王银泉
(南京中医药大学外国语学院,江苏南京 210046)
长期以来,我国翻译界对于外国人名的译名一直存在一些分歧和争议。在翻译实践中,同一个外国人名被翻译为不同中文译名的现象屡有出现,这种一名二译甚至多译的现象既反映了当前翻译市场存在的一定程度的混乱,也不利于翻译事业的发展,会造成国际交往的混乱和障碍。笔者试图对外国人名翻译过程中的错译误译原因进行分析,同时就外国人名翻译的一些基本原则进行探讨(有固定汉字拼写法的日本、韩国、朝鲜、越南等国公民的姓名翻译不在本文探讨范围之内)。
民主党总统候选人Barack Obama在举世瞩目的2008年美国总统大选中,创造了美国历史纪录。2012年的总统大选中,他更是以压倒性优势成功连任。
颇有意思的是,在我国媒体报道中,读者不难发现,Barack Obama的名字出现了至少两个译名,分别为“巴拉克”和“贝拉克”,而且皆来自权威媒体,网络搜索就能找到大量例证。虽然说关心天下者已经无人不知,“巴拉克·奥巴马”和“贝拉克·奥巴马”其实就是同一个人,但是,其中文名不同却也是不争的事实。
那么,“巴拉克·奥巴马”和“贝拉克·奥巴马”,究竟孰是孰非?目前我国官方采用的译名已从奥巴马在美国总统大选中登台亮相初期时的“巴拉克”改为“贝拉克”,奥巴马与他父亲同名,而Barack这个名字来自肯尼亚的斯瓦希里语,意为“上天福佑”。由于这个名字本身就来自非洲方言,在进入英语的时候拼写为Barack或Barak均有可能,而既然后者习惯上被译为“巴拉克”,前者同样用“巴拉克”作为中文译名也未尝不可,而且,外国人名翻译中的一个基本原则是约定俗成,既然Barack Obama的名字早先已经使用了“巴拉克”这一译名并且已经广为接受,后来改为“贝拉克”又是因何而起呢?笔者认为完全没有这个必要。
众所周知,人名属于专有名词,而专有名词的翻译通常有三大原则,即音译为主、名从主人、约定俗成。关于外国人名翻译,我们长期以来坚持的首要翻译原则就是音译。著名学者戴问天曾在《再谈外国人名(及地名)翻译问题》一文中指出,外国人名通常都采用音译的办法,很少采用意译。原因很简单,人名和地名,即使意思很清楚,也是不宜意译的。
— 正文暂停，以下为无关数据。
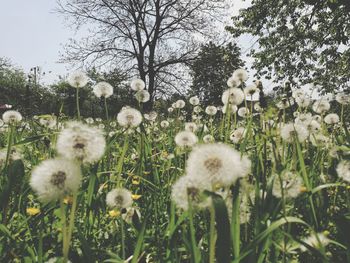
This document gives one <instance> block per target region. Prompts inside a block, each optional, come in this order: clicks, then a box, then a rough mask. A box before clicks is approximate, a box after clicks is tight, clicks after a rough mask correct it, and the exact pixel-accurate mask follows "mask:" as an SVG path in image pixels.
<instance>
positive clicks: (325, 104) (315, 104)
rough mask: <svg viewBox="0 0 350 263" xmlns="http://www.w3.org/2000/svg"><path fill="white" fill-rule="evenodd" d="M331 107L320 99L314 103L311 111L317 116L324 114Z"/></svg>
mask: <svg viewBox="0 0 350 263" xmlns="http://www.w3.org/2000/svg"><path fill="white" fill-rule="evenodd" d="M330 107H331V105H330V104H329V102H328V101H327V100H326V99H321V100H318V101H315V103H314V104H313V105H312V110H313V111H314V112H316V113H318V114H324V113H325V112H326V111H328V110H329V109H330Z"/></svg>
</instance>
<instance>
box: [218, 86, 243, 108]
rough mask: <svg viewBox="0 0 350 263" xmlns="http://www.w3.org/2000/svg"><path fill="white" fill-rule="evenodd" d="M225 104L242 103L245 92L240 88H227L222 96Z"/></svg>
mask: <svg viewBox="0 0 350 263" xmlns="http://www.w3.org/2000/svg"><path fill="white" fill-rule="evenodd" d="M221 100H222V103H223V104H225V105H226V104H227V103H230V104H233V105H237V106H238V105H240V104H241V103H242V102H243V100H244V93H243V91H242V90H241V89H239V88H230V89H228V90H225V91H224V93H223V94H222V97H221Z"/></svg>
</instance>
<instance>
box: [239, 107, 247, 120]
mask: <svg viewBox="0 0 350 263" xmlns="http://www.w3.org/2000/svg"><path fill="white" fill-rule="evenodd" d="M249 113H250V112H249V109H248V108H246V107H242V108H239V109H238V112H237V114H238V116H240V117H242V118H246V117H248V115H249Z"/></svg>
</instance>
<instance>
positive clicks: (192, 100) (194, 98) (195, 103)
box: [189, 96, 199, 106]
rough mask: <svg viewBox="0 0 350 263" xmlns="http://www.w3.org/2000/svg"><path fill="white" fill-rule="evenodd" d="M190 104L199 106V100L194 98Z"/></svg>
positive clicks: (198, 99)
mask: <svg viewBox="0 0 350 263" xmlns="http://www.w3.org/2000/svg"><path fill="white" fill-rule="evenodd" d="M189 102H190V104H191V105H193V106H197V105H198V104H199V99H198V97H197V96H193V97H191V98H190V99H189Z"/></svg>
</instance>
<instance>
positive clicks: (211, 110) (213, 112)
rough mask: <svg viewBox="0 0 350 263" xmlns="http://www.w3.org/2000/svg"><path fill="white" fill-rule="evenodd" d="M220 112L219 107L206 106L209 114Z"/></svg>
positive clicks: (206, 108) (213, 106) (206, 112)
mask: <svg viewBox="0 0 350 263" xmlns="http://www.w3.org/2000/svg"><path fill="white" fill-rule="evenodd" d="M217 112H218V109H217V108H216V107H215V106H208V107H206V108H205V113H206V114H208V115H209V116H214V115H215V114H216V113H217Z"/></svg>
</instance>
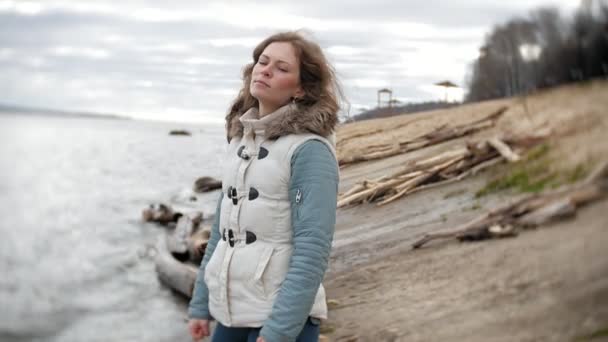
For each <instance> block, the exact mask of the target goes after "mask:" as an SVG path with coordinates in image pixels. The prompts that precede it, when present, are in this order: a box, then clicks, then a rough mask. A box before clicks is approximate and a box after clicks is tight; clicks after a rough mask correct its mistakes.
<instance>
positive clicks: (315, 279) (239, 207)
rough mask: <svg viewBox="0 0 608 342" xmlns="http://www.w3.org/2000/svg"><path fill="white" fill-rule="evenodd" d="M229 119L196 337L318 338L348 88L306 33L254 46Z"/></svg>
mask: <svg viewBox="0 0 608 342" xmlns="http://www.w3.org/2000/svg"><path fill="white" fill-rule="evenodd" d="M243 79H244V84H243V88H242V89H241V91H240V93H239V95H238V97H237V98H236V99H235V101H234V103H233V105H232V107H231V109H230V111H229V113H228V114H227V116H226V131H227V140H228V143H229V144H228V148H227V154H226V157H225V159H224V165H223V179H222V193H221V195H220V198H219V201H218V206H217V209H216V216H215V222H214V224H213V226H212V232H211V238H210V241H209V244H208V245H207V250H206V251H205V256H204V258H203V261H202V262H201V267H200V269H199V272H198V275H197V279H196V283H195V286H194V290H193V296H192V300H191V301H190V305H189V309H188V314H189V316H190V322H189V329H190V333H191V335H192V337H193V338H194V339H195V340H197V339H200V338H202V337H204V336H209V334H210V331H209V320H211V319H212V318H213V319H216V320H217V326H216V329H215V332H214V334H213V338H212V341H214V342H215V341H227V342H233V341H234V342H238V341H257V342H260V341H265V342H275V341H296V340H297V341H302V342H308V341H317V340H318V338H319V323H320V320H321V319H325V318H327V305H326V301H325V291H324V289H323V285H322V284H321V281H322V279H323V276H324V274H325V271H326V269H327V265H328V260H329V255H330V250H331V243H332V240H333V233H334V225H335V214H336V201H337V193H338V181H339V168H338V163H337V158H336V153H335V143H334V141H335V139H334V136H335V133H334V130H335V127H336V124H337V122H338V119H337V112H338V109H339V104H338V99H337V97H338V96H339V95H341V92H340V89H339V87H338V85H337V82H336V78H335V76H334V72H333V70H332V68H331V67H330V66H329V64H328V62H327V60H326V59H325V57H324V55H323V52H322V51H321V49H320V48H319V46H318V45H317V44H316V43H313V42H311V41H309V40H307V39H305V38H304V37H302V36H301V35H300V34H299V33H297V32H284V33H279V34H275V35H273V36H271V37H269V38H267V39H266V40H264V41H263V42H261V43H260V44H259V45H258V46H257V47H256V48H255V50H254V51H253V63H251V64H249V65H247V66H246V67H245V69H244V71H243Z"/></svg>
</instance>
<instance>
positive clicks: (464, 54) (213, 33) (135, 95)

地名还有少数可以意译,如“牛津”“好望角”,人名则几乎无例外都应该音译[1]。但是,Barack Obama的一名二译提醒我们,在翻译外国人名的时候,已经出现了两大问题:一是译名读音与外文读音不是很接近;二是同一个外国人却被我们翻译成了不同的译名。
外国人名的官方译名基本上是通过新华社译名室的工作人员来确定的,新华社定期发布的国外政坛要人的姓名翻译也是由他们完成的。然而,即便是这样的权威机构翻译的外国政要姓名也未必完全经得起推敲,新华社资深译审刘炳章先生指出,回顾一下现在流行的一些专名的译法,可以看出问题不少,就人名来说,很多名人的译法不准确,例如“尼克松”就不如港台译的“尼克森”准确,“基辛格”不如译作“基辛杰”,“里根”不如台湾译的“雷根”准确,“布什”也不如台湾译的“布希”更为接近原文读音[2]。
“望文生音”可以说是长期以来外国人名翻译出现错误的比较典型原因,而更深层的细节原因可能是译者在翻译这些外国人名的时候“只见其字,不闻其声”,也就是只看到了文字,但却不知道怎么发音。虽然在大多数情况下可以根据读音规律去判断,但是英语中出现的人名,其出处并非仅仅是英语这一单一语种,因此,即使面对的是英语拼写的人名,却未必能够确定其读音。如美国副总统Joseph Robinette Biden,如果光是从文字以及读音基本规律去分析,其姓很有可能会被翻译为“比登”,但是,Biden的准确发音为[baid∂n],所以应该译“拜登”,这也是目前采用的统一译名。又如,俄罗斯总统Putin,由于俄罗斯语有软音化的特性,所以,Putin不译作“普丁”而应译为“普京”。对此现象,陈刚在同一篇文章中提到,英语有一些名字是同形不同音,如 Berkeley英音为[ba:kli],美音为[be:kli],所以应分别译为“巴克莱”和“贝克莱”(约定俗成的除外)。还有一些名字读音不规则,如Maugham不应译成“毛格姆”或“毛汉姆”,应译为“毛姆”。因其中的gh不发音。其实,著名球星Beckham的规范译名是“贝克姆”,因为h不发音,不过现在的流行译名是“贝克汉姆”,只得“将错就错”了。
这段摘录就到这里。